Robert Frost’s Stopping by the Woods in a Snowy Evening Explanation
Stopping by Woods on a Snowy Evening (1923)
by Robert Frost
Introduction … Robert Frost finished writing this small, simple poem in just one night. He had never imagined that it would attract such universal attention, and readers would discover so much meaning in it. This poem got him the prestigious Pulitzer Prize – the highest literary award of America. The poem has been acclaimed as a very powerful, thought-provoking, and inspiring literary work. Although the text is so simple and clear, critics have interpreted it in so many philosophical ways. Such intense interest in this poem both pleased and surprised Robert Frost. In fact, he felt a little embarrassed to see critics discovering so deep meanings in the poem which never crossed his mind when he penned the poem.
As regards the central message of the poem, it can be said that it is an intensely inspiring poem. Because of its underlying message, it strikes a chord in the mind of even the most insensitive reader. Like the Hindu epic Bhagvat Gita, it gives a clarion call for duty-bound action. Responsibilities to the family and the society must outweigh all other distractions — moral or immoral. It implores the reader to eschew escapist tendencies, and shun languidness. He must prod on, despite all odds.

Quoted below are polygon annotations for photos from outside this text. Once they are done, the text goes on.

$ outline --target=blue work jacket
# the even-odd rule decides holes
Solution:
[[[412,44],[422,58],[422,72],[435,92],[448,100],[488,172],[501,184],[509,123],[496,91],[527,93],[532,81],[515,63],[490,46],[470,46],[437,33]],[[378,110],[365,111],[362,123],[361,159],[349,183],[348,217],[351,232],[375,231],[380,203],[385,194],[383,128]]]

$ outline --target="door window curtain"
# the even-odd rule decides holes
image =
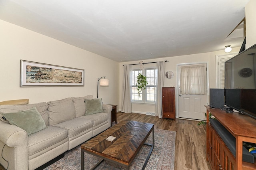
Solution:
[[[130,66],[128,64],[124,65],[124,83],[122,100],[122,112],[125,113],[132,113],[132,102],[130,85]]]
[[[180,69],[180,94],[206,94],[206,64],[183,66]]]
[[[155,115],[162,118],[163,115],[162,88],[164,86],[165,61],[157,62],[157,81],[156,83],[156,96],[155,106]]]

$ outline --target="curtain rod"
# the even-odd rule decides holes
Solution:
[[[169,61],[168,61],[167,60],[165,60],[164,61],[166,63],[166,62],[168,62]],[[151,62],[150,63],[142,63],[142,64],[149,64],[150,63],[157,63],[157,62]],[[137,65],[138,64],[129,64],[129,65]],[[124,65],[123,65],[123,66],[124,66]]]

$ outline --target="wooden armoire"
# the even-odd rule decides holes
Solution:
[[[163,118],[175,119],[175,87],[162,87]]]

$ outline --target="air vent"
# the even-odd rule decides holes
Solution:
[[[150,115],[150,116],[154,116],[155,115],[155,113],[152,113],[152,112],[146,112],[146,115]]]

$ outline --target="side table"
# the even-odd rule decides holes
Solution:
[[[116,123],[116,106],[117,105],[111,105],[108,104],[108,105],[112,106],[112,111],[111,111],[111,126],[112,126],[112,123],[114,121]]]

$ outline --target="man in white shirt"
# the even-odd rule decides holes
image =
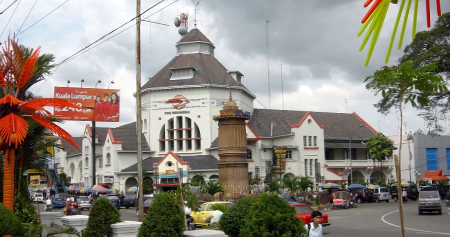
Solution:
[[[305,228],[308,232],[308,237],[323,237],[322,225],[320,224],[322,220],[322,213],[320,211],[315,211],[311,213],[312,222],[305,225]]]

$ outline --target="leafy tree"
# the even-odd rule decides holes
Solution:
[[[209,182],[202,188],[203,192],[213,196],[217,193],[224,192],[224,188],[220,182]]]
[[[111,225],[120,221],[120,213],[109,200],[100,198],[94,203],[83,237],[111,236]]]
[[[257,199],[254,197],[241,199],[222,215],[220,222],[221,228],[229,237],[239,236],[247,214]]]
[[[381,134],[376,134],[366,143],[366,146],[370,157],[378,161],[383,169],[383,161],[392,155],[394,141]]]
[[[172,194],[156,195],[139,230],[138,237],[181,237],[184,230],[183,210]]]
[[[3,235],[23,236],[24,234],[24,230],[19,218],[0,203],[0,236]]]
[[[405,54],[399,60],[400,63],[412,60],[414,68],[418,68],[434,63],[437,68],[434,72],[444,76],[447,84],[450,80],[450,12],[438,18],[433,28],[429,31],[417,33],[416,38],[405,48]],[[450,110],[450,93],[448,91],[433,96],[432,102],[422,108],[421,115],[427,121],[427,126],[433,128],[432,134],[443,132],[438,121]],[[438,109],[439,108],[439,109]]]
[[[299,237],[305,232],[293,207],[275,194],[263,193],[249,211],[239,236]]]
[[[375,105],[378,111],[386,114],[392,108],[400,111],[400,124],[403,124],[403,106],[409,103],[413,107],[426,106],[430,96],[437,93],[446,93],[447,88],[442,77],[433,72],[437,66],[431,64],[418,67],[413,67],[413,61],[406,61],[402,64],[391,67],[385,67],[364,80],[367,89],[376,95],[381,93],[382,99]],[[403,140],[403,126],[400,126],[400,140]],[[398,162],[396,162],[397,180],[401,180],[402,142],[399,148]],[[397,193],[401,192],[401,185],[397,187]],[[403,203],[399,202],[402,233],[405,233]]]

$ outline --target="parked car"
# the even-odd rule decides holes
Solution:
[[[64,208],[65,206],[65,199],[63,198],[53,198],[52,203],[54,209]]]
[[[78,208],[80,208],[80,210],[83,210],[83,209],[90,209],[92,206],[92,204],[91,203],[91,200],[89,199],[89,197],[79,197],[77,199],[77,203],[78,204]]]
[[[442,203],[437,190],[420,190],[417,204],[419,215],[423,211],[437,211],[439,215],[442,214]]]
[[[207,217],[209,213],[213,211],[212,207],[214,204],[224,205],[227,208],[229,208],[234,204],[234,203],[228,201],[208,202],[202,204],[198,208],[198,211],[193,211],[191,213],[191,216],[194,219],[196,225],[206,226],[209,224],[205,222],[203,218]]]
[[[147,211],[148,210],[149,207],[150,206],[150,205],[153,203],[153,199],[148,199],[144,200],[144,214],[145,215],[145,213],[147,213]],[[136,208],[136,215],[139,215],[139,208]]]
[[[370,203],[374,201],[373,190],[368,188],[356,188],[349,191],[353,195],[356,203],[360,203],[363,202]]]
[[[134,207],[136,197],[134,195],[127,195],[124,198],[124,201],[121,203],[121,206],[125,206],[127,209]]]
[[[44,203],[44,196],[41,193],[36,193],[33,196],[33,203]]]
[[[120,203],[119,201],[118,195],[116,194],[105,194],[100,196],[100,198],[107,199],[118,209],[120,209]]]
[[[311,222],[311,213],[314,211],[310,206],[306,203],[289,203],[295,209],[295,216],[301,218],[303,224],[309,224]],[[321,221],[322,226],[331,225],[328,221],[328,214],[322,213],[322,220]]]
[[[371,189],[373,190],[374,199],[375,203],[379,203],[380,201],[389,203],[389,189],[384,187],[381,187]]]

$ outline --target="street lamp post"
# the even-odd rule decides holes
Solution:
[[[350,159],[350,182],[351,184],[353,184],[353,168],[352,166],[352,137],[353,136],[353,134],[354,133],[354,131],[356,131],[356,129],[358,129],[361,127],[363,127],[363,124],[361,124],[358,127],[356,127],[353,130],[353,131],[352,132],[352,134],[350,135],[350,137],[349,138],[349,158]]]

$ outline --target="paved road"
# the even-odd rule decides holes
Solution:
[[[443,202],[442,215],[419,216],[417,202],[404,206],[408,237],[450,236],[450,210]],[[361,203],[356,208],[327,210],[331,225],[323,229],[324,236],[364,237],[401,236],[398,203]]]
[[[407,236],[408,237],[450,237],[450,208],[443,202],[442,215],[426,213],[418,215],[417,202],[410,201],[404,205]],[[41,211],[44,205],[39,205]],[[54,211],[62,212],[62,210]],[[398,203],[361,203],[356,208],[326,210],[331,225],[323,228],[324,236],[328,237],[401,237]],[[82,214],[89,215],[90,211]],[[121,219],[137,221],[132,208],[120,209]]]

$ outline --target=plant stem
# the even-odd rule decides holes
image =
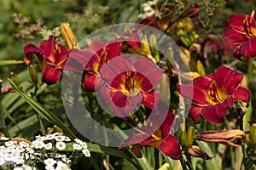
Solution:
[[[159,150],[154,148],[154,169],[159,169]]]
[[[3,106],[2,106],[2,94],[1,94],[1,88],[2,88],[2,80],[0,82],[0,119],[1,119],[1,123],[2,123],[2,129],[5,134],[5,136],[7,136],[9,139],[11,139],[11,136],[9,135],[7,128],[6,128],[6,123],[5,123],[5,119],[4,119],[4,114],[3,111]]]
[[[179,159],[179,161],[180,161],[180,163],[181,163],[181,165],[182,165],[183,170],[189,170],[189,168],[187,167],[187,164],[186,164],[186,162],[185,162],[183,156],[182,156],[182,157]]]

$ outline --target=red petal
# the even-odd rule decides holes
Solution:
[[[163,124],[161,125],[161,134],[163,139],[170,134],[174,118],[175,115],[172,113],[172,110],[170,109]]]
[[[121,73],[126,74],[126,71],[135,71],[131,63],[125,59],[125,56],[119,56],[111,60],[107,63],[101,70],[100,74],[102,75],[102,79],[110,86],[111,84],[117,84],[114,86],[119,86],[124,84],[122,82],[113,82],[113,79],[120,75]],[[111,85],[112,86],[112,85]]]
[[[97,91],[103,84],[102,79],[96,75],[86,74],[84,82],[84,88],[88,91]]]
[[[68,50],[65,46],[57,43],[55,39],[55,36],[50,36],[49,40],[39,43],[39,48],[48,62],[55,65],[61,63],[61,66],[64,66],[65,62],[61,61],[68,54]]]
[[[234,104],[232,97],[228,97],[226,100],[216,105],[204,107],[201,110],[201,115],[204,118],[211,122],[219,124],[224,122],[224,116],[227,114],[228,107]]]
[[[144,94],[143,105],[146,105],[149,109],[153,109],[154,105],[156,105],[160,100],[160,94],[158,91],[152,91],[148,94]]]
[[[233,94],[234,101],[243,101],[247,104],[250,102],[250,91],[244,87],[238,87]]]
[[[193,119],[193,121],[195,122],[195,123],[199,123],[198,122],[198,119],[201,114],[201,109],[203,107],[199,107],[195,105],[192,105],[190,106],[190,110],[189,110],[189,115],[191,116],[191,118]]]
[[[243,34],[245,33],[243,27],[243,20],[247,14],[231,14],[228,26],[223,33],[223,37],[231,41],[234,45],[240,45],[247,41],[247,38]]]
[[[212,79],[208,76],[199,76],[194,79],[190,84],[178,85],[177,89],[182,96],[193,100],[197,105],[207,106],[211,104],[206,87],[209,86],[211,82]]]
[[[62,71],[46,65],[43,71],[42,81],[49,85],[55,84],[61,78],[61,74]]]
[[[244,55],[246,58],[252,58],[256,56],[255,45],[256,45],[256,37],[254,37],[237,48],[239,49],[239,53],[238,54],[237,52],[236,53],[236,57],[238,57],[238,54]]]
[[[218,88],[224,87],[227,90],[228,95],[234,94],[243,78],[241,73],[225,66],[219,67],[212,76],[216,80]]]
[[[147,139],[148,139],[148,136],[146,135],[146,133],[138,133],[134,136],[130,136],[128,139],[126,139],[125,140],[121,142],[121,144],[119,146],[119,150],[124,146],[129,146],[129,145],[139,144]],[[150,142],[150,139],[147,139],[147,141],[143,141],[143,144],[147,144],[149,142]],[[138,145],[142,145],[142,144],[140,144]]]
[[[177,160],[182,156],[180,145],[172,134],[166,136],[157,148],[172,159]]]
[[[146,78],[143,79],[143,90],[148,92],[156,86],[161,79],[161,71],[154,62],[148,58],[137,60],[134,63],[136,71]]]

Jawaharlal Nehru, the visionary prime minister of India was so much moved by the poem that he kept its last three lines under the glass of his work table in his office. In his struggle to re-build India, he drew inspiration from it till he breathed his last.
The poem’s meaning …
Robert Frost reveled in the serene natural setting of New Hampshire. It gave an impetus to his creative mind. He loved the woods, the silent environment, the trees and the snow that fell so exuberantly on them.

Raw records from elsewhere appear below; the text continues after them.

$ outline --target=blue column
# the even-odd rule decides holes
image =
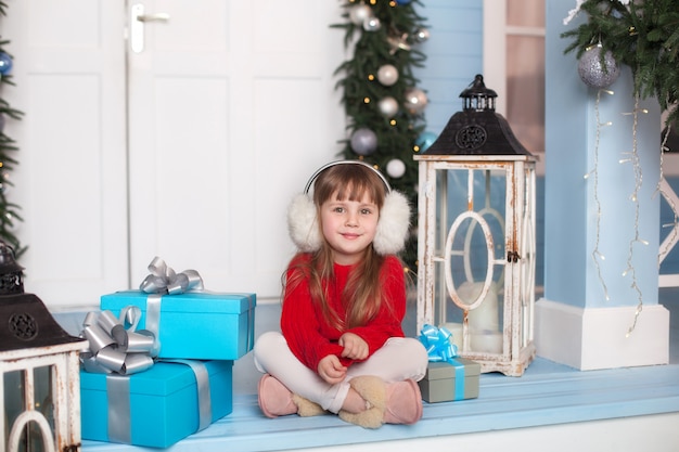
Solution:
[[[638,113],[635,132],[626,66],[607,88],[614,94],[597,102],[598,90],[578,76],[576,53],[563,53],[571,41],[561,34],[587,20],[580,12],[564,25],[573,8],[574,0],[547,1],[545,297],[579,308],[656,305],[659,107],[643,100],[638,108],[648,113]],[[635,140],[638,164],[620,164],[635,158]]]

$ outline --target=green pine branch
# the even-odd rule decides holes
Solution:
[[[419,0],[407,4],[366,2],[381,24],[379,29],[368,31],[349,17],[350,9],[359,3],[348,1],[342,15],[345,22],[331,25],[344,30],[345,48],[351,50],[351,57],[335,70],[335,76],[340,77],[335,88],[343,93],[341,102],[347,117],[347,135],[351,137],[355,130],[367,127],[376,134],[377,148],[370,155],[358,155],[350,146],[350,139],[346,139],[340,141],[343,145],[341,154],[344,158],[362,159],[375,165],[385,173],[392,188],[403,193],[413,206],[411,223],[415,231],[418,165],[413,155],[425,124],[424,113],[411,112],[403,106],[403,101],[409,88],[419,88],[420,80],[413,69],[423,67],[426,60],[414,39],[418,30],[425,29],[425,18],[415,11],[415,7],[421,4]],[[395,49],[389,39],[405,39],[409,49]],[[376,78],[377,69],[386,64],[395,66],[398,72],[398,80],[392,86],[383,86]],[[393,96],[399,103],[398,113],[393,117],[385,117],[379,108],[380,100],[386,96]],[[392,159],[400,159],[405,164],[406,173],[402,177],[393,178],[386,172]],[[407,266],[414,268],[417,234],[413,233],[407,242],[401,257]]]
[[[679,0],[632,0],[628,5],[587,0],[579,14],[587,14],[587,22],[561,35],[572,40],[565,53],[576,51],[579,59],[601,43],[618,64],[630,67],[632,94],[656,98],[668,112],[667,124],[679,125]]]
[[[0,15],[7,15],[8,5],[4,1],[0,0]],[[5,51],[5,46],[10,43],[9,40],[0,40],[0,52],[5,53],[12,57],[12,55]],[[1,89],[5,86],[14,86],[11,75],[0,76],[0,94]],[[8,119],[21,120],[24,113],[12,107],[9,102],[0,98],[0,116],[4,122]],[[18,162],[14,157],[14,154],[18,151],[16,143],[13,139],[4,133],[4,130],[0,130],[0,240],[5,242],[14,249],[14,256],[18,259],[26,247],[22,245],[20,237],[14,232],[17,221],[24,221],[20,215],[21,207],[15,203],[10,202],[7,196],[7,188],[12,186],[11,178],[7,177],[9,171],[12,171],[14,166],[18,165]]]

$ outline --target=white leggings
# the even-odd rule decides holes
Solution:
[[[291,391],[337,413],[349,391],[349,380],[359,375],[375,375],[386,383],[412,378],[421,380],[426,372],[428,357],[420,340],[392,337],[368,360],[351,364],[344,382],[325,383],[315,371],[303,364],[287,347],[281,333],[268,332],[257,338],[254,349],[255,366],[269,373]]]

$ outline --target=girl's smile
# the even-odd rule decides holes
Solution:
[[[367,195],[360,201],[337,199],[336,193],[321,205],[321,225],[333,260],[350,266],[360,260],[377,229],[380,209]]]

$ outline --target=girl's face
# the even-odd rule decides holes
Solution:
[[[337,199],[337,193],[321,204],[321,229],[335,263],[350,266],[360,260],[375,237],[380,209],[367,194],[360,201]]]

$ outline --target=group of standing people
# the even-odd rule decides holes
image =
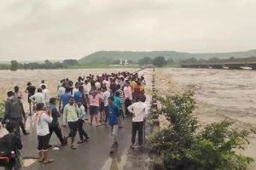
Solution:
[[[148,114],[148,105],[144,103],[145,85],[143,76],[138,76],[137,73],[124,71],[96,76],[90,74],[87,77],[79,76],[74,84],[68,78],[61,80],[57,85],[57,97],[51,97],[44,80],[38,86],[37,93],[36,87],[28,82],[26,89],[28,94],[28,115],[31,116],[34,112],[38,141],[38,161],[43,163],[54,162],[48,153],[48,149],[51,146],[49,142],[53,132],[58,137],[61,145],[66,145],[70,138],[70,147],[73,150],[77,149],[76,144],[88,141],[89,136],[83,128],[84,122],[91,126],[95,124],[96,127],[107,124],[111,127],[113,142],[110,152],[112,153],[114,148],[118,147],[118,129],[123,128],[123,121],[127,116],[132,117],[131,148],[135,147],[137,131],[138,131],[139,147],[143,147],[143,121]],[[15,122],[16,128],[14,130],[17,131],[15,134],[19,137],[20,127],[21,129],[23,129],[22,124],[24,127],[22,116],[24,120],[26,116],[20,99],[21,94],[19,94],[19,90],[16,91],[8,93],[5,116],[9,121],[8,123]],[[16,103],[19,108],[9,105],[10,101],[13,104]],[[67,137],[61,133],[59,123],[61,116],[62,116],[61,126],[64,128],[67,126],[69,128],[70,132]],[[28,134],[26,130],[24,132],[25,134]],[[80,140],[75,143],[77,132]],[[15,150],[21,148],[19,147]]]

It was the day of the Winter Solstice – December 21 of each year, when darkness descends on the earth earlier than all other days of the year. Mounted on his horse, Robert Frost had set out on a long journey along a very lonely road that winded through a forest. The darkness of the dusk was setting in. He was tired. He stopped for a while in a spot that overlooked a solitary house belonging to one of his known persons. There was the frozen lake, the majestic trees, but no farm house in the vicinity. The sound of the chilled winds blowing and the falling snowflakes broke the silence of the place.
Frost was lost in the bewitching landscape of the spot. He wanted to feast his eyes in the beauty of the forest and its trees. So captivated was he by the scenery that he thought of standing there longer to savour the beauty of the forest and the trees — possibly forever. He had no intention to go to the comforts of the lonely house visible from there. Going there would have deprived him of the intoxicating pleasure of gazing at the woods.
Just then the horse shook its body making the brass bells tied to its harness make some sound. Perhaps, it was signaling to its owner (the poet) that any thought of hanging on in that place in the cold night would be a foolhardy idea. The sound the horse’s bells made disrupted the poet’s thoughts. He came back to his earthly senses. He remembered that he had an enormous, unfulfilled task ahead. To discharge it, he must move on. Forsaking the unfulfilled obligation that loomed ahead, just to enjoy the charm of the woods, would be an abdication of duty, he reasoned. That would result in painful moral indignation, and the un-forgivingly critical society would heap insults on him.
The underlying message ..
Repetition of just one line, “And miles to go before I sleep’ transforms the simple and short poem to a masterpiece. The charm of the woods and the trees can be likened to the worldly attractions which makes most human beings stray from the right path. The pleasures of life uproot our moral moorings, entice us to forget the call of duty and find virtue in escapism. Thus, lost in the indulgences of life, we degrade ourselves.
Only the most steadfast and righteous individuals conquer the attractions of life and cling to the path of ‘duty’, despite very heavy odds and painful sacrifices. They trudge on to fulfill the duties the society has thrust on them.
This core message makes the poem such an inspiring one.